Une chose est claire pour moi : Mikel Landa revient toujours

Chaque reprise de Mikel Landa doit être plus lourde que la précédente

Les chutes de Mikel Landa ont cessé d'être de simples malheurs et sont devenues une constante, un élément de plus du scénario qui l'entoure.

La récurrence est telle que, lorsque nous avons enfin eu l'occasion de nous asseoir face à lui, la question était inévitable : que serait devenu son palmarès s'il n'y avait pas eu autant d'accidents, de mouvements inutiles ou d'atterrissages forcés ?

Il ne s’agit pas d’une malchance isolée, mais d’un schéma qui semble le poursuivre avec une méchanceté presque poétique.

CCMM ValenceCCMM Valence

Il y a à peine une semaine, lors de la descente d'Aralar pendant l'Itzulia, nous avons vu ce scénario se répéter, mais cette fois avec une teinte d'absurdité qui confine à l'indignation.

L'incident, survenu à moins de dix kilomètres de la ligne d'arrivée dans les grottes de Mendukilo, n'était ni une erreur de trajectoire ni un excès de risque ; Il s'agissait d'une voiture médicale qui, dans une descente étroite et rapide, a fini par emmener l'homme d'Alava hors de la route.

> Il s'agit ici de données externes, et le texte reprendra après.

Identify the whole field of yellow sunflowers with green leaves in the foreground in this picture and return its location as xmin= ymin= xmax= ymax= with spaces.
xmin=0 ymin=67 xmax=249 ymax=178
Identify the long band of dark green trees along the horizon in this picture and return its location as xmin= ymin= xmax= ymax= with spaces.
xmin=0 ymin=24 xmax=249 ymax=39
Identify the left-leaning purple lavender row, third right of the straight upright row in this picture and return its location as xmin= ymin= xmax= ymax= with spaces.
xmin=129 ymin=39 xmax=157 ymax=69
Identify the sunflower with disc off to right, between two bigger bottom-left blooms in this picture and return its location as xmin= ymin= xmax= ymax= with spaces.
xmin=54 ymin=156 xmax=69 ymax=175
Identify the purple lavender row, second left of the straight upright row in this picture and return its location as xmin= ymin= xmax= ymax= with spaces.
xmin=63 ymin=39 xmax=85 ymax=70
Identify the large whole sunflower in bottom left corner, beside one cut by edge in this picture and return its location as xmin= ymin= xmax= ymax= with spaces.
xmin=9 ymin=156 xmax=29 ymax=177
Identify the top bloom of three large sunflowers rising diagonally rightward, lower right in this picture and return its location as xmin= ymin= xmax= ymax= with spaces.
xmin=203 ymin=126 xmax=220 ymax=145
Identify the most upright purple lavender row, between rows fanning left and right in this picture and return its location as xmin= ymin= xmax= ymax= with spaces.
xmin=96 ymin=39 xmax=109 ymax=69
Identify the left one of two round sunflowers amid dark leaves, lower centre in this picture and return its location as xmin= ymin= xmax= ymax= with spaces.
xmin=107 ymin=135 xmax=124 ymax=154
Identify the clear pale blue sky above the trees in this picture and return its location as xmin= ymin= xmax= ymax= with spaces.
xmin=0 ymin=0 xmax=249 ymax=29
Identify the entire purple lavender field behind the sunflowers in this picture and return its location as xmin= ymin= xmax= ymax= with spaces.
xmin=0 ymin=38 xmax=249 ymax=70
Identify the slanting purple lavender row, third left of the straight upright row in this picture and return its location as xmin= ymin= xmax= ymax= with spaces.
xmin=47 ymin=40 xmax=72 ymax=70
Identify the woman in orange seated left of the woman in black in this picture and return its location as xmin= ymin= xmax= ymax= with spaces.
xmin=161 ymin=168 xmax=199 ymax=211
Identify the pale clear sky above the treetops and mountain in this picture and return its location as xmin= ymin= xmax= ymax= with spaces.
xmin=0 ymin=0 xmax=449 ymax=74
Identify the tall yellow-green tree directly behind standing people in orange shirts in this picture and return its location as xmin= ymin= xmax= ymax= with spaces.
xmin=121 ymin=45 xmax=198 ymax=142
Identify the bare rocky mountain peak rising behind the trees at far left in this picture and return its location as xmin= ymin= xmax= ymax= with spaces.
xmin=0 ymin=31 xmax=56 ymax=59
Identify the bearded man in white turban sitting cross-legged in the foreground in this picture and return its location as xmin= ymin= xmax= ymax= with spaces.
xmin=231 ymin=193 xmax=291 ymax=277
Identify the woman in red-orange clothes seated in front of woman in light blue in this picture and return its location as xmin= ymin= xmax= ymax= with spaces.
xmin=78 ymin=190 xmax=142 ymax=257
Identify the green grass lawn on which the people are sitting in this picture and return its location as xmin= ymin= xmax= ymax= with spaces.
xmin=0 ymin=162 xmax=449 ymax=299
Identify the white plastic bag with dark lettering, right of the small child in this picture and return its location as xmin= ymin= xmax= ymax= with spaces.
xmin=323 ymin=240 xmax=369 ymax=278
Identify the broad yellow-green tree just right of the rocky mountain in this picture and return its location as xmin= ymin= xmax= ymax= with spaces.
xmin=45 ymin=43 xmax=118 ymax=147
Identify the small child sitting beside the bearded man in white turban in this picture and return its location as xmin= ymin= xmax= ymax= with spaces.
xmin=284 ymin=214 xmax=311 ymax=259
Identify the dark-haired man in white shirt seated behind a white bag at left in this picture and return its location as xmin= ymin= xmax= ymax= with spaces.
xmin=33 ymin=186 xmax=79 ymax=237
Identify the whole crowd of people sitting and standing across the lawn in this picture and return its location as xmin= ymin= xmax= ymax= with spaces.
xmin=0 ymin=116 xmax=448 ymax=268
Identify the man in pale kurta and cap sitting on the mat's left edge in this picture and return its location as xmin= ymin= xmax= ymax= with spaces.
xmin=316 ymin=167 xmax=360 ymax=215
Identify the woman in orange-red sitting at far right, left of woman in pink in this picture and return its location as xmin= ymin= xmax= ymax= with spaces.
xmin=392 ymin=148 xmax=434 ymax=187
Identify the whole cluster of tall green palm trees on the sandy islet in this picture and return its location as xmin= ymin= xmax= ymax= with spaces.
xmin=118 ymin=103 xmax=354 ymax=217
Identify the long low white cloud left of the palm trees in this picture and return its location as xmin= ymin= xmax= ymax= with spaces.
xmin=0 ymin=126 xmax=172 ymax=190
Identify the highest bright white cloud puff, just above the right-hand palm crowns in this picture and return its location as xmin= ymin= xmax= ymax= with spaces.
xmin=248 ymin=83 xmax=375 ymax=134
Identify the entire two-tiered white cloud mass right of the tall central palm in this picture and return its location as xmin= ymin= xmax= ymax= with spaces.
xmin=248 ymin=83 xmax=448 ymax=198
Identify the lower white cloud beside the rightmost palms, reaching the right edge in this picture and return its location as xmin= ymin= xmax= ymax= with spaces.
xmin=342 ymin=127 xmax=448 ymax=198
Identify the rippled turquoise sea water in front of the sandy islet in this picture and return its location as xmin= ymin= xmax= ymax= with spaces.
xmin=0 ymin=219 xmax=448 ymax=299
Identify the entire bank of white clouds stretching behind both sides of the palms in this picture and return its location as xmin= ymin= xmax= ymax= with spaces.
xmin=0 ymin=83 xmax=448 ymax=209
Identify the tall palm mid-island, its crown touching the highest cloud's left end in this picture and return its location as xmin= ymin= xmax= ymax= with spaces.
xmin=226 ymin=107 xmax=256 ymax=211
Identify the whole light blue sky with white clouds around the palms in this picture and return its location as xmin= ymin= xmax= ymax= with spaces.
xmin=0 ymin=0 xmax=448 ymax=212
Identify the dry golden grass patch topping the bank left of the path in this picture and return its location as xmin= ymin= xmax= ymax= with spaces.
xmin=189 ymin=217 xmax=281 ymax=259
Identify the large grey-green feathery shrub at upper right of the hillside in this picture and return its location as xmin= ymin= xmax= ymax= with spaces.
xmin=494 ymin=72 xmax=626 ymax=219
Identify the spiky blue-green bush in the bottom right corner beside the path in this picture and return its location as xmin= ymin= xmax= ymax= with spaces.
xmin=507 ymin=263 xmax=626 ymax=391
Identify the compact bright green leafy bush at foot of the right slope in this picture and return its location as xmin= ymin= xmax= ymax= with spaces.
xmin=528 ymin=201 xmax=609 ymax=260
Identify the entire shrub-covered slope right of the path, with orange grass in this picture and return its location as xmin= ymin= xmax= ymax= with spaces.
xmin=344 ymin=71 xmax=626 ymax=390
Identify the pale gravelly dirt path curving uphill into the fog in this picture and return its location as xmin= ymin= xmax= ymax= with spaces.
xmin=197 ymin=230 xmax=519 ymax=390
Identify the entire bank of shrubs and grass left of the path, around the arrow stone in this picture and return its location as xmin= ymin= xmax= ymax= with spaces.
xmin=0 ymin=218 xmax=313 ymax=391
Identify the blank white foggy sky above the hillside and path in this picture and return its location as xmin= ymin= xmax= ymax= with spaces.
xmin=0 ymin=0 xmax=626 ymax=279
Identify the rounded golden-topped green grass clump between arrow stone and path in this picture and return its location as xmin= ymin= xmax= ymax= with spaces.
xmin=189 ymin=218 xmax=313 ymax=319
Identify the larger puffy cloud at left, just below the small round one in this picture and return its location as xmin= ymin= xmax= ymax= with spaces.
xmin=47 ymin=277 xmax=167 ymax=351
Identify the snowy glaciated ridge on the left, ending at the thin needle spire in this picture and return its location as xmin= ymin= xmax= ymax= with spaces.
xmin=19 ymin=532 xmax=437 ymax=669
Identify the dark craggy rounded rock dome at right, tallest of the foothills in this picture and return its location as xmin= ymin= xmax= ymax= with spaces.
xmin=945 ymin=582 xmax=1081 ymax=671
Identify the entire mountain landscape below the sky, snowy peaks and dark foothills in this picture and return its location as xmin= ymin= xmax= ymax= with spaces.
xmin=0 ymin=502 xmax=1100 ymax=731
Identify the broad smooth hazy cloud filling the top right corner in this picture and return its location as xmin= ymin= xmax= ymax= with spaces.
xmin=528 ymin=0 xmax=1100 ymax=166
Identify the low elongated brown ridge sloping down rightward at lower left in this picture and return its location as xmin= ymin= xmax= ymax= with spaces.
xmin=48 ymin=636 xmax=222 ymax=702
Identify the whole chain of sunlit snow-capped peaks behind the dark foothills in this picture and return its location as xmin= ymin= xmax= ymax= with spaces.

Ainsi se nourrit l'une des histoires de malheur les plus denses du cyclisme moderne, avec Landa qui, bien qu'ayant atteint la ligne d'arrivée avec treize minutes perdues et son corps puni par la tôle et la peinture, a été contraint d'abandonner en raison de l'ampleur des coups.

La chronologie de la douleur du Landismo est longue et comporte des tournants qui piquent encore dans la mémoire du fan.

Tout semble remonter à cette mésaventure sur les pistes du Blockhaus, il y a neuf ans, alors qu'il portait les couleurs du Ciel.

Cet incident l'a effacé d'un seul coup des bassins d'un Giro d'Italia 2017 qui semblait conçu pour lui.

Depuis, l’histoire de sa carrière s’écrit entre bandages et radiographies.

Ce qui s’est passé à Cattolica, lors du Giro 2021, a été particulièrement blessant.

Dans les quelques jours de compétition qui ont précédé, Landa a transmis une fraîcheur et un état de forme qui nous invitaient à rêver à la plus haute marche du podium.

L’image de Mikel abandonnant la course au moment où on l’attendait le plus a laissé un vide qui a mis du temps à se combler.

Le coup dur l'année dernière au départ de la Corsa Rosa en Albanie n'a pas été moins important, le voyant cassé sur le trottoir, une image qui résumait la fragilité d'un coureur qui semble toujours à quelques centimètres de la gloire ou de l'asphalte.

Sa capacité à se relever est admirable, mais il est impossible de ne pas réfléchir à l’usure invisible qu’entraînent ces récupérations.

Chaque retour est un processus plus lent, plus coûteux et plus exigeant que le précédent, tant physiquement que mentalement.

Même si à partir de ces lignes nous lui avons reproché sa gestion de carrière ou ses décisions tactiques, il est juste de reconnaître sa résilience incombustible.

Mikel revient toujours, et avant son prochain rendez-vous avec le Giro, il ne reste plus qu'à espérer que la route lui rendra, une fois pour toutes, la gloire que les chutes lui ont enlevée.